A Natural Resistance
We like to think of flashes of genius, of thunderbolts like those described by Victor Frankenstein when he suddenly knew the secret of life, when the curtains were thrown back to reveal the great shining truth beyond truth. Or, if not genius, then the madness-induced vision of the castaway in Moby-Dick, “carried down alive to wondrous depths, where strange shapes of the unwarped primal world glided to and fro before his passive eyes; and the miser-merman, Wisdom, revealed his hoarded heaps [. . .] He saw God’s foot upon the treadle of the loom.”54 But history’s greatest inventions do not leap ahead of the rails. They do not, because they cannot—or rather, because we cannot. We can’t want a thing we haven’t a need for; the smart phone could never have come before the Internet.

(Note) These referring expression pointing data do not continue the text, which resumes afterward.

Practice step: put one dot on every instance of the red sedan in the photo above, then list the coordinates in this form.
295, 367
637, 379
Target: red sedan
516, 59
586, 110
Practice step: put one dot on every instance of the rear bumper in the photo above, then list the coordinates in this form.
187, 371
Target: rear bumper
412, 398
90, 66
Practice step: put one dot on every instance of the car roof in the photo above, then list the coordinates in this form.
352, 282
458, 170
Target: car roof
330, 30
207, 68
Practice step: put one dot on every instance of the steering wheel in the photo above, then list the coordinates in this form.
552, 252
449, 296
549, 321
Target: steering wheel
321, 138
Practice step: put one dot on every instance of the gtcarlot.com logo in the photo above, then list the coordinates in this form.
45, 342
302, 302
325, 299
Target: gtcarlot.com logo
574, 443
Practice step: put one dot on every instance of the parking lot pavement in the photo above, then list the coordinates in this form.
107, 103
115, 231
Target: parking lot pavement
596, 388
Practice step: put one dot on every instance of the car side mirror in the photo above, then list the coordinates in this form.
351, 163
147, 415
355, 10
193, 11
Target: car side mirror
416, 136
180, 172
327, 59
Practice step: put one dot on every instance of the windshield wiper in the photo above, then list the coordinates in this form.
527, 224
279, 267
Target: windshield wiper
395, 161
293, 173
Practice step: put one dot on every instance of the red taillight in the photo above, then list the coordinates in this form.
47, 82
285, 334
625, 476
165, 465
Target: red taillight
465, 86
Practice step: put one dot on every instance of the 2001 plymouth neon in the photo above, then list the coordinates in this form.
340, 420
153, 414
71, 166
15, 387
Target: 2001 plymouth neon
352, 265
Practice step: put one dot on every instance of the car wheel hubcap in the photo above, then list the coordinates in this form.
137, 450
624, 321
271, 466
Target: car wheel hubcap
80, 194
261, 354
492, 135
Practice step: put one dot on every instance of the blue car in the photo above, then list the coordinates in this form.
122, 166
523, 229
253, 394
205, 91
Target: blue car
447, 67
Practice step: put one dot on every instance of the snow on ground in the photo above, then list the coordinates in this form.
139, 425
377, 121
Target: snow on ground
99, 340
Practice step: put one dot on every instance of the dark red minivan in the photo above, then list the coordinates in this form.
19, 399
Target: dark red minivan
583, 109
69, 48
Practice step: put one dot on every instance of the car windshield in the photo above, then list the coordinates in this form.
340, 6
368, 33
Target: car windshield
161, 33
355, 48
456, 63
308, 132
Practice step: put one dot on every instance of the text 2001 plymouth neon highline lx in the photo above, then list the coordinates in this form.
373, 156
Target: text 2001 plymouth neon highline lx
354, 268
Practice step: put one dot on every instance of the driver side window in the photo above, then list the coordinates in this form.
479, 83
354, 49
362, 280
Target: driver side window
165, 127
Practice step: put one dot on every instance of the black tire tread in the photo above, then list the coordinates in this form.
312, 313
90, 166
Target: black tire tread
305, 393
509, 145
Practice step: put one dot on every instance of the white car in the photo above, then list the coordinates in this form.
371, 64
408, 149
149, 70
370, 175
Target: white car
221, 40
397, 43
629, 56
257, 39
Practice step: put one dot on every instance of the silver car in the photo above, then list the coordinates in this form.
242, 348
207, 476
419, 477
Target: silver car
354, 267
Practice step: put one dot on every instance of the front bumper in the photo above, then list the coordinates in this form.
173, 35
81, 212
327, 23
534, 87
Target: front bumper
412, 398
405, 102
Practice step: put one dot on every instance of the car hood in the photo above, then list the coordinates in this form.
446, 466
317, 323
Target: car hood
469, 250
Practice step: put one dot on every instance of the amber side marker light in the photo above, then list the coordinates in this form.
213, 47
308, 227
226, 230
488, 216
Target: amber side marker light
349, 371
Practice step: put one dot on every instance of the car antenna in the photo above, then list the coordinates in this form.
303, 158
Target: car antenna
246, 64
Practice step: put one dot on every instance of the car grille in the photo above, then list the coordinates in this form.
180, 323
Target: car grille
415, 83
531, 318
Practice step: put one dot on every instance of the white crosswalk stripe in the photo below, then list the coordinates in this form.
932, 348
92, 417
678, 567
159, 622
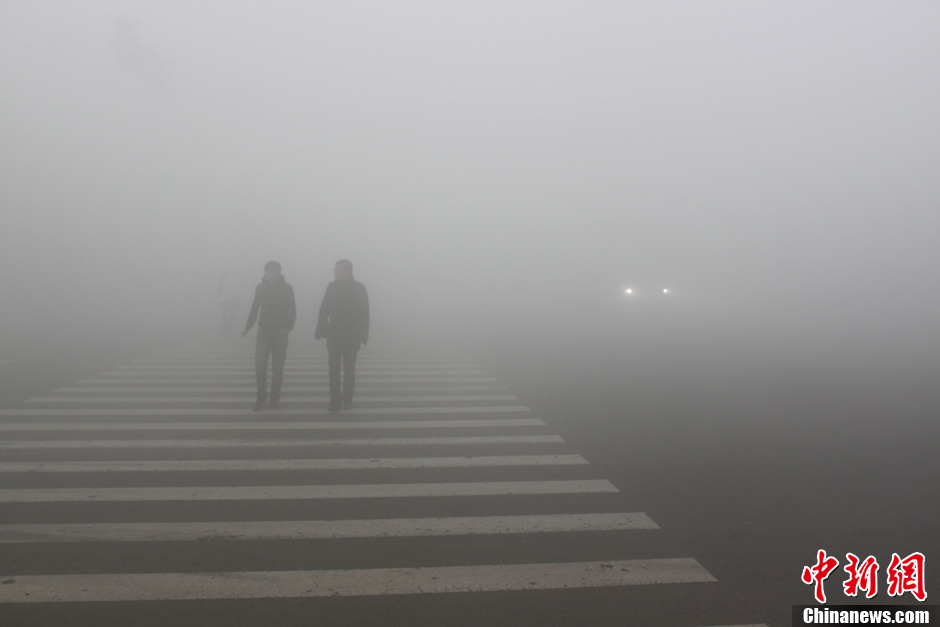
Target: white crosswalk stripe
189, 447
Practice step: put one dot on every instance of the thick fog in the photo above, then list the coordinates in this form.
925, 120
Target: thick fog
495, 169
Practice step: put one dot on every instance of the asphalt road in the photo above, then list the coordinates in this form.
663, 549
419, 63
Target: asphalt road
727, 469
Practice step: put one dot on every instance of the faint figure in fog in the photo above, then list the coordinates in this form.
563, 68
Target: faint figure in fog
227, 295
344, 322
275, 311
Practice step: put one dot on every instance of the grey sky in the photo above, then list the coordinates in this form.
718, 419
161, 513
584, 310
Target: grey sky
473, 154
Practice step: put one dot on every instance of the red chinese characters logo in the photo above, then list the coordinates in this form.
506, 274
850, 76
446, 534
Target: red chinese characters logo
861, 577
903, 575
819, 572
907, 575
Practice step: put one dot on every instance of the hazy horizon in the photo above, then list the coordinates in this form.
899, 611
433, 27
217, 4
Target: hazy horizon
483, 164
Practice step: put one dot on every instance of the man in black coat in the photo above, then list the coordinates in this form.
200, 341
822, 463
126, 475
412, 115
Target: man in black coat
274, 299
344, 322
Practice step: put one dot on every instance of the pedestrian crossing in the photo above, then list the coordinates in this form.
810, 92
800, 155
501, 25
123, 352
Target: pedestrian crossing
166, 450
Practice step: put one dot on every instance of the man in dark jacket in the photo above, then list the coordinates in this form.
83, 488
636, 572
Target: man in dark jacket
344, 322
274, 299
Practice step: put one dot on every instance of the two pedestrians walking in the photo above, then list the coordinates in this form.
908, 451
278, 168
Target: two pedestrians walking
343, 320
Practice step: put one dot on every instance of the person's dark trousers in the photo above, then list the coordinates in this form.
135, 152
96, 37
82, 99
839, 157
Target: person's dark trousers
342, 354
271, 343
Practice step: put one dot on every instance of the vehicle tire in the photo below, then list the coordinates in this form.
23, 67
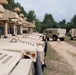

When Brunel built the Great Eastern, the 22,400-ton behemoth upon whose chains he stands puffing in his photo, it was the largest ship in the world. It also took three months to get her afloat, and by the end, she was more than bankrupt, her original company gone under the surface and the new owners at a loss about what to do with a great empty hull that no one wanted to ride upon. It might have suffered the same fate as the Wampanoag, except that in this case, there was now a need. Wheatstone patented the telegraph, and soon telegraph had become the most fundamental communication network of any kind—it revolutionized the world, and from 1866, it would connect the world too. Thousands of miles of transatlantic cable needed to be run, and for that, they needed the world’s biggest steamship. Brunel has been lionized as a genius, a madman, a superhuman inventor—but he was, more than anything, an engineer building upon the engineering of others: ships to bigger ships, rails to the Great Western Railway, and rifles to the world’s largest guns. Our human resistance is overcome only at cost, only by the slow building of engine upon engine; and after all, even the “clacks” of Whitechapel Gods creeps, rather than collides, a slow shifting of man into metal like the steady accumulation of Elswick Works on the river Tyne.